I would say yes, everybody. TikTok is very bad for our society. It has had profound negative effects on people's ability to pay attention to things. I don't know that I'd say the solution is legalistic in nature, but the continued existence of that platform is a cancer on humanity.
He means net loss to the status quo in reference to the entire fiasco. I had TikTok before… I still have TikTok… what rights were trampled in the process of bringing about zero change to me using tiktok?
Tiktok now exists at the whim of the sitting president, whoever that may be. This means that the USA is one small step closer to a dictatorship.
That’s only true if Tik Tok remains operating in violation of the law.
This has nothing to do with tiktok and everything to do with shifting power in the US political system towards the executive.
That's true. Unfortunately, it is also highly addictive, esp. for kids and teens.
The us opium wars:

Where the fights isn't over selling opium to the us masses, but about who gets the profits from the sales.

Here, have my upvote.

I might not share your views but it is important to defend this side of the debate to get the full picture.

It’s easy to reduce TikTok to its negatives and forget that ton of people do get value from it. Obviously for content makers but even for watchers, entertainment and sense of community do have values.

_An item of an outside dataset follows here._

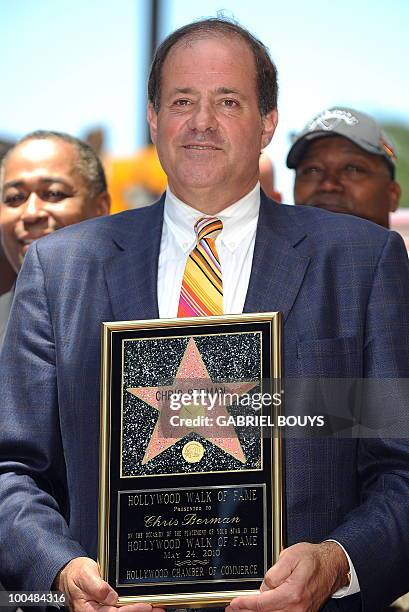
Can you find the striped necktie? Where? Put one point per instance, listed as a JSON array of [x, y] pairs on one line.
[[201, 293]]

I strongly dislike vertical video and find channel-flipping physically uncomfortable, and my life would probably be a little bit better if I didn't hear that around me all the time, but I will staunchly defend what I believe to be a violation of the first amendment.

I'm not sure why people seem to have more narrowly defined their idea of freedom of speech to be "the freedom to shout futilely into the void," when it's a two-way street. The government telling booksellers they can't sell a book to people isn't just a violation of the author's rights, but the right of other people to seek and acquire that book. (Hence the clauses in the amendment about anssociation and abridgment of press.)

The whole situation is very Fahrenheit 451. Which is kind of ironic, since Bradbury would have probably hated TikTok and assumed it would be the television-flavored precipice leading to books being destroyed.

Captain Beatty would be proud of all of the would-be firemen itching to torch everything they don't like, oblivious to the simple corollary that someone else doesn't like what they like.

It's interesting how most commenters seem to forget about TikTok users. Every interest is taken into account, China, USA, intelligence services, TikTok "competition". Users somehow never enter the picture for most people in any other way than as gullible idiots getting exploited by the aforementioned parties.
In this model, users are the consumers and therefore aren't under consideration for malfeasance by suppliers.
Are they irrelevant?
Well, they’re TikTok users. They only have a five-minute attention span, so they’ll forget about any consequences pretty quickly.
Because they aren't TikTok users, simple as that. If the Trump admin was going to ban Reddit for being partially Chinese owned, they'd be up in arms.
Aren't we all, to a large extent?

I mean, yeah, I would be slightly annoyed to lose ${social network}, but in truth, my life would be hardly impacted.